Writing about rankings, player profiles, projections, advanced stats, and other valuable topics to fantasy players is enjoyable. However, the most fun part of my “job” is writing posts like this one with minimal fantasy utility, but high levels of good clean fun. In the words of Mario the Plumber, “here we go!”
Today’s task is to determine who is the most valuable fantasy asset across all four major fantasy sports (NFL, MLB, NBA, NHL). Keep in mind that I know very little about fantasy basketball and hockey, so I will rely on the work of others heavily and trust their numbers. Here’s my very (hopefully) simple methodology: using fantasy points or some other aggregate single number of player value for each sport, find out how far first place is from second place in terms of percent. The one that is farthest from second place wins. I am only looking at numbers from the most recently completed season for each sport.
First up, the NBA.
Knowing nothing about fantasy basketball, I would have assumed LeBron, Durant, and Curry would be at the top of the list for last season. Here’s the top five in terms of the ESPN Player Rater for the 2015-16 season:
Well, I wasn’t far off. LeBron would be at #8. The number we care about, of course, is the % difference between Curry and Harden. That’s 25.33%.
On to the NHL.
I know even less about hockey, but I’ve heard of Kane, Ovechkin and Crosby, so I’m glad to see them in the top five of ESPN’s player rater. I haven’t heard of the other two and I’m surprised to see a defenseman in there, given that they generally don’t score goals or assists right? Again, I am out of my element here. Anyway, the difference between Kane and Ovechkin is just 9.23%, so Kane isn’t going to win this.
Next is the NFL.
You might have heard of this little professional sports league. They play games on Sundays in the autumn. I’ve played enough fantasy football to know that quarterbacks dominate the scoring every year, so the fact that there are four quarterbacks in the top five from 2016’s ESPN standard scoring points list doesn’t surprise me. David Johnson was able to sneak in there as a running back. Rodgers’ lead over Matty Ice isn’t enough in this competition of the best of the best, with just a 9.28% advantage.
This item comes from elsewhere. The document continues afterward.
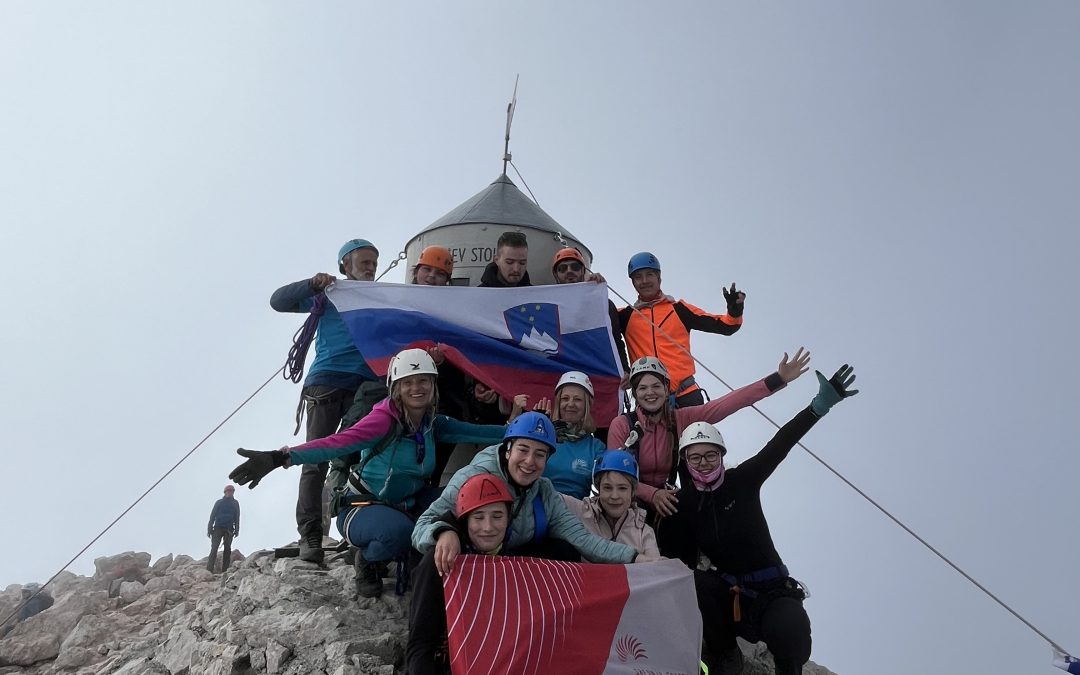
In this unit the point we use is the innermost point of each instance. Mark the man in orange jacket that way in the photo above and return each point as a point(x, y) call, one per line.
point(659, 325)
Finally, my favorite professional sport, Major League Baseball
I must be honest and admit that I forgot that my favorite player, Mookie Betts, was actually number one on ESPN’s player rater in 2016. Trout wasn’t even number two because that belonged to Jose Altuve. The gap between Mookie and Altuve was a measly 1.09%. That means our search is now over.
Steph Curry was the best fantasy asset of 2016, by a huge margin.
I suspect that if we stretch this exercise out to the last 3-5 years instead of just one, Mike Trout would win by a large margin, but unfortunately, I don’t have that data available. For just this one season, Curry is the champ. I will check back next year to see if he can retain his crown. Tschus!